L'ombre serait donc :

  • vouloir retenir une relation déjà transformée ;

  • s'accrocher à une ancienne identité ;

  • idéaliser le passé ;

  • confondre permanence et sécurité ;

  • refuser la dissolution nécessaire.

Le champignon répondrait : « Laisse la forme mourir. »


🍄 La médecine du  « beau bleu » :

Si je devais lui attribuer un pouvoir magique symbolique, ce serait la révélation par dissolution. Non pas révéler quelque chose en ajoutant de la lumière mais en retirant ce qui le recouvre. C'est une magie du dépouillement qui pourrait symboliquement accompagner les périodes où l'on cherche à :

dissoudre → comprendre → abandonner → renaître.

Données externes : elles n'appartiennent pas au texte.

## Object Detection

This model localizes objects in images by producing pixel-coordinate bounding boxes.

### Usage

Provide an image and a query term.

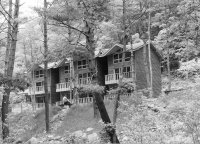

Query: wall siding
[59,63,70,83]
[135,48,147,90]
[50,68,60,104]
[33,69,51,91]
[151,50,162,97]
[107,55,131,74]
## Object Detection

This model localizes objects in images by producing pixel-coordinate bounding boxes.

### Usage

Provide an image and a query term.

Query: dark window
[78,60,87,69]
[113,53,122,63]
[35,70,44,78]
[125,52,131,61]
[123,67,131,73]
[65,78,70,82]
[36,82,44,86]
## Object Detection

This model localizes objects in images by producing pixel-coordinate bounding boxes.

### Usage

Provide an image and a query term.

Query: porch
[78,77,92,85]
[30,86,44,95]
[56,82,70,92]
[105,72,133,85]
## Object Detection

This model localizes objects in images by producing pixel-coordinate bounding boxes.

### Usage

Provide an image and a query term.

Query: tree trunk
[85,21,99,118]
[94,94,119,144]
[167,45,171,91]
[43,0,50,133]
[148,2,153,96]
[113,0,126,125]
[2,0,19,139]
[143,41,150,88]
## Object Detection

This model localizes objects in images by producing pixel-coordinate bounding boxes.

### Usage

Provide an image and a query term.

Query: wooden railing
[30,86,44,94]
[78,77,92,85]
[56,82,70,92]
[56,93,131,106]
[105,72,133,84]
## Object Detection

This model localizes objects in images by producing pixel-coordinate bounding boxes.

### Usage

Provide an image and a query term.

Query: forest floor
[1,78,200,144]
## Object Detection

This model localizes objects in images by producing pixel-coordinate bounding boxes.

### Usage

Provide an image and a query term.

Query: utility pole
[1,0,19,139]
[43,0,50,133]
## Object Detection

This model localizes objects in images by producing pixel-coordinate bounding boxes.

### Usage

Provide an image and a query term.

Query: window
[35,70,44,78]
[114,68,122,74]
[125,52,131,61]
[65,65,70,73]
[113,53,122,63]
[36,82,44,87]
[123,67,131,73]
[78,60,87,69]
[78,73,90,78]
[65,78,70,82]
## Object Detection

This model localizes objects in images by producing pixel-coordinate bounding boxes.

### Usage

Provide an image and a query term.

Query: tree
[2,0,19,139]
[43,0,50,132]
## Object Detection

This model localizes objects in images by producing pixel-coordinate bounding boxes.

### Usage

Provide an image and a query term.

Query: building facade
[30,42,162,103]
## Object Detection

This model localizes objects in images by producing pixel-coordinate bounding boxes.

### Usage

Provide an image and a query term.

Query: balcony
[105,72,133,85]
[78,77,92,85]
[30,86,44,94]
[56,82,70,92]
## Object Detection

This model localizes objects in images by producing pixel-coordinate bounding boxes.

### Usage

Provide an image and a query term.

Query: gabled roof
[28,59,66,71]
[97,40,162,58]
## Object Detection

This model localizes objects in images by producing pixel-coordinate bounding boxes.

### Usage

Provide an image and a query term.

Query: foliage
[108,80,134,94]
[175,59,200,79]
[77,84,105,95]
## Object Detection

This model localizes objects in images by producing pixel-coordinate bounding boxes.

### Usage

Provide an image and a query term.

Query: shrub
[174,60,200,79]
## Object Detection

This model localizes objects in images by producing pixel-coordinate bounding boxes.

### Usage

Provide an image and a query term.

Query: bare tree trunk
[165,1,171,91]
[85,18,100,119]
[4,0,12,76]
[2,0,19,139]
[143,44,150,88]
[113,0,126,125]
[167,45,171,91]
[43,0,50,133]
[148,2,153,96]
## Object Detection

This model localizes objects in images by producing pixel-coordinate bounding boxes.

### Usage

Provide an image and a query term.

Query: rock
[82,133,87,138]
[26,137,38,144]
[88,133,98,142]
[86,128,93,132]
[122,136,129,141]
[14,138,23,144]
[72,130,84,137]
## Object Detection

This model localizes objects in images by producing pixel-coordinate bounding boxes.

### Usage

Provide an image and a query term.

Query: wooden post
[43,0,50,133]
[148,2,153,96]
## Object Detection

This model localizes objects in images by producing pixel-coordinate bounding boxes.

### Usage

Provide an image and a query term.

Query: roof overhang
[97,40,162,58]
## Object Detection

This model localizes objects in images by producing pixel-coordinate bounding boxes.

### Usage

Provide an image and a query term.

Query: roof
[97,40,162,57]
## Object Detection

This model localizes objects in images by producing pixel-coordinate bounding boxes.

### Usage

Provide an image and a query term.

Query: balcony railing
[56,82,70,92]
[78,78,92,85]
[31,86,44,94]
[105,72,133,84]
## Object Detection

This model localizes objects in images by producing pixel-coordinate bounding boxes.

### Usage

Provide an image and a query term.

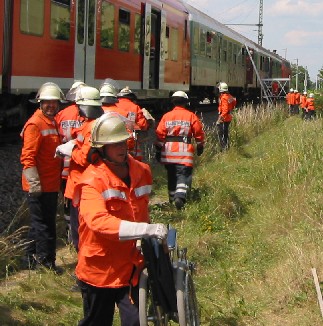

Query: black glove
[196,146,204,156]
[155,147,161,163]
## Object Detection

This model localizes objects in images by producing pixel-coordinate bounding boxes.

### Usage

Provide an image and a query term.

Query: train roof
[185,3,286,61]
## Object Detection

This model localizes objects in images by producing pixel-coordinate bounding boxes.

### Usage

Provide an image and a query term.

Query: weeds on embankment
[0,106,323,326]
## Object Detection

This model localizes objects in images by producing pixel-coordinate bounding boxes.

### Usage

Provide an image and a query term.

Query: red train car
[0,0,190,127]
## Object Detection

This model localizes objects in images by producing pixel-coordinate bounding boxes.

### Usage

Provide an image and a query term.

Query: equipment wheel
[139,268,168,326]
[176,268,200,326]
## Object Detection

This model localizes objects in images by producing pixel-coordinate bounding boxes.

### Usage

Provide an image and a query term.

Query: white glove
[22,166,42,197]
[119,221,168,240]
[54,139,76,158]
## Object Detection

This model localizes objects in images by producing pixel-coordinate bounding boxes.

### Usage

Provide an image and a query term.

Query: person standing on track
[20,83,64,274]
[216,82,237,151]
[74,112,167,326]
[56,86,104,251]
[155,91,205,209]
[55,81,86,243]
[116,87,149,161]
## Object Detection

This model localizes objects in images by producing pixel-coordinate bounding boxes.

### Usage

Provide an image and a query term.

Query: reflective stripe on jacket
[218,93,237,122]
[74,155,152,288]
[20,109,62,192]
[55,104,84,179]
[156,106,205,166]
[64,120,94,199]
[301,95,306,109]
[305,97,315,111]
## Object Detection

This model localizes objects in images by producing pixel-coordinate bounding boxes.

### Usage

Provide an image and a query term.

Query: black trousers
[26,192,58,265]
[78,281,139,326]
[165,164,193,202]
[216,121,230,151]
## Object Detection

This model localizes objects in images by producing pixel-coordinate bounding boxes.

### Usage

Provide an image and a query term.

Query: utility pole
[294,58,298,90]
[258,0,264,46]
[224,0,264,46]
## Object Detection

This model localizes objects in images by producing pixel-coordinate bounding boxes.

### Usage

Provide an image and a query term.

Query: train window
[118,9,130,52]
[170,28,178,61]
[200,28,206,56]
[87,0,96,46]
[101,1,114,49]
[163,25,169,60]
[193,24,200,54]
[50,0,71,40]
[221,40,228,62]
[228,42,232,63]
[77,1,85,44]
[20,0,44,36]
[134,14,141,53]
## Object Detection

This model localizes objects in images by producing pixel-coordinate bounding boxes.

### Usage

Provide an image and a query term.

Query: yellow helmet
[36,82,64,102]
[218,82,229,93]
[91,112,130,148]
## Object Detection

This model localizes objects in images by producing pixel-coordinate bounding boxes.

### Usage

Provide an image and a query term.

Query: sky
[184,0,323,82]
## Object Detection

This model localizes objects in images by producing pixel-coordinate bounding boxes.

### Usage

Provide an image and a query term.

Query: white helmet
[172,91,188,100]
[36,82,64,102]
[66,81,86,102]
[91,112,130,148]
[218,82,229,93]
[75,86,101,106]
[100,84,118,97]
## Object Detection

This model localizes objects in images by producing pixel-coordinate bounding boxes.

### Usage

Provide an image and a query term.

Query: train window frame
[164,24,170,60]
[170,27,179,61]
[193,23,200,55]
[100,1,115,49]
[50,0,71,41]
[19,0,45,37]
[118,8,131,52]
[133,13,142,54]
[199,27,206,57]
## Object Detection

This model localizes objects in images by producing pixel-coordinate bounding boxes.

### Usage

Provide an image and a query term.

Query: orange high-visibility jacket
[74,155,152,288]
[286,93,295,105]
[64,120,94,199]
[55,104,84,179]
[102,104,143,161]
[295,93,301,105]
[20,109,62,192]
[300,95,306,109]
[305,97,315,111]
[156,106,205,166]
[218,93,237,122]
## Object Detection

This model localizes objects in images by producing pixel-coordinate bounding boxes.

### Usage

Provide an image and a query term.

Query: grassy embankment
[0,101,323,326]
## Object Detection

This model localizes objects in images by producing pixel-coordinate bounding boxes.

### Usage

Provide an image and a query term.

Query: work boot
[174,197,185,210]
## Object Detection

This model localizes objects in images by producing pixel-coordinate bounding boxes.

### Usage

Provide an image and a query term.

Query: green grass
[0,107,323,326]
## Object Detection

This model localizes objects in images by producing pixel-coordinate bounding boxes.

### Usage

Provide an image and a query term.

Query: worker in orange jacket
[155,91,205,209]
[116,87,153,161]
[74,112,167,326]
[305,93,315,120]
[293,89,301,114]
[216,82,237,150]
[286,88,295,114]
[56,86,104,250]
[300,91,307,119]
[20,83,64,273]
[55,81,86,242]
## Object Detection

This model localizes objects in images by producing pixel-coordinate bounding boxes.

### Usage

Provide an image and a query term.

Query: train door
[74,0,97,85]
[142,4,166,89]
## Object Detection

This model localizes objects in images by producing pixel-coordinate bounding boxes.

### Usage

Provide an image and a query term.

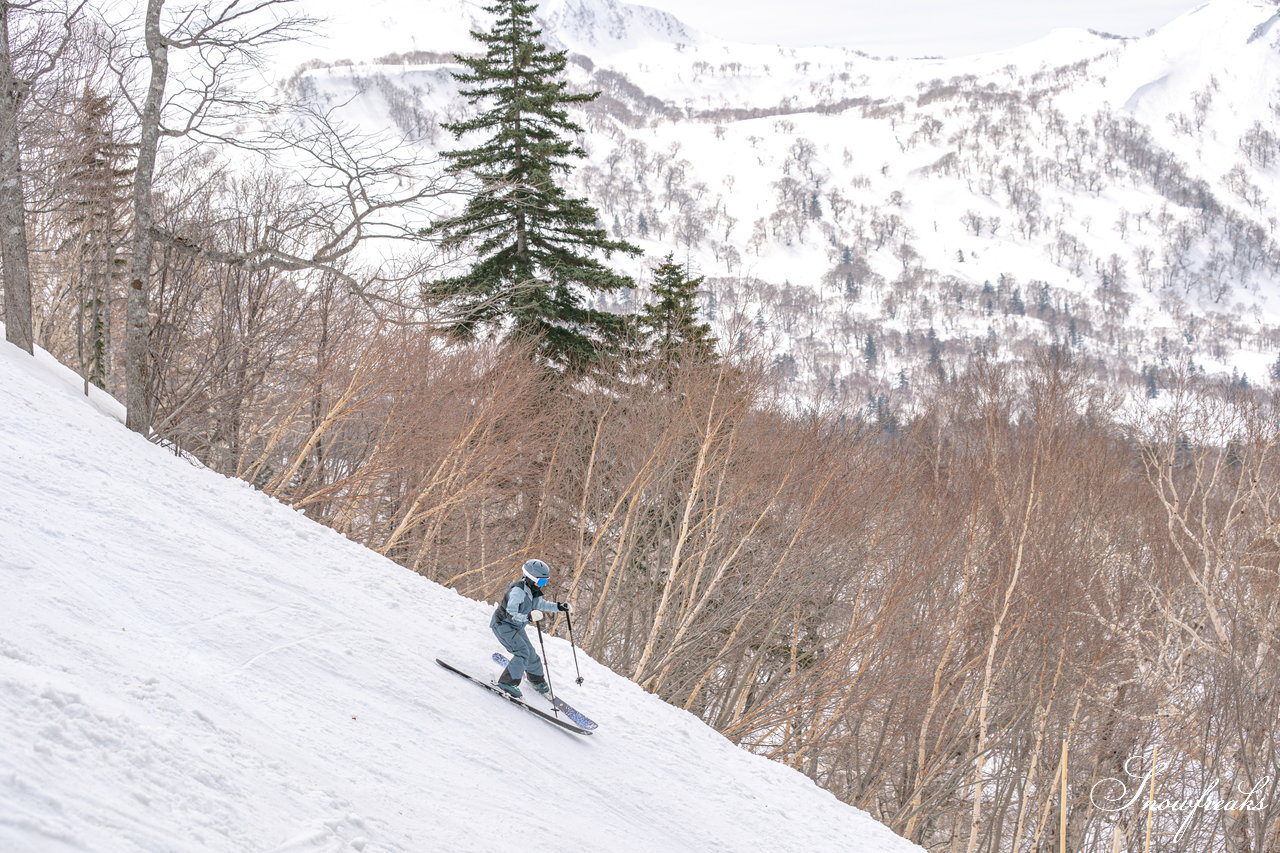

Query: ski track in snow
[0,335,919,853]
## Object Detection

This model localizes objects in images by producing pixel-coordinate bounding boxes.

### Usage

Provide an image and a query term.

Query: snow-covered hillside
[0,335,919,853]
[285,0,1280,397]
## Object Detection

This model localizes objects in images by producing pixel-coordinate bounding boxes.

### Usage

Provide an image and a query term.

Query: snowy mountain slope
[0,333,919,853]
[280,0,1280,398]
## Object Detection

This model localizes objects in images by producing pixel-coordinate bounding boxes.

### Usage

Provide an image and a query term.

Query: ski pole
[534,614,556,702]
[564,610,582,684]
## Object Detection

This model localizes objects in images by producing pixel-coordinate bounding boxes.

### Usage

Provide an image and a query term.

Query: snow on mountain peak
[538,0,699,54]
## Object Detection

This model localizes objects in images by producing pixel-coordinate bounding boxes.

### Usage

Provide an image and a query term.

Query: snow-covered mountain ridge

Et c'est là que le champignon devient particulièrement intéressant comme archétype : il ne promet pas une renaissance glorieuse et triomphante. Il dit quelque chose de beaucoup plus subtil : « La renaissance commence souvent par la perte de la forme que tu croyais être toi. »


🜏 La formule de l'archétype :

On peut résumeer finalement Coprinopsis pulchricaerulea par ces quelques paroles :


Je suis la beauté qui vient de l'obscurité.

Je suis le seuil entre la matière et le mystère.

Je révèle ce qui était caché.

Puis je me dissous.

Et dans ma dissolution, je retourne à la source.


C'est un archétype beaucoup plus proche de l'initiation que de la simple « magie du champignon »."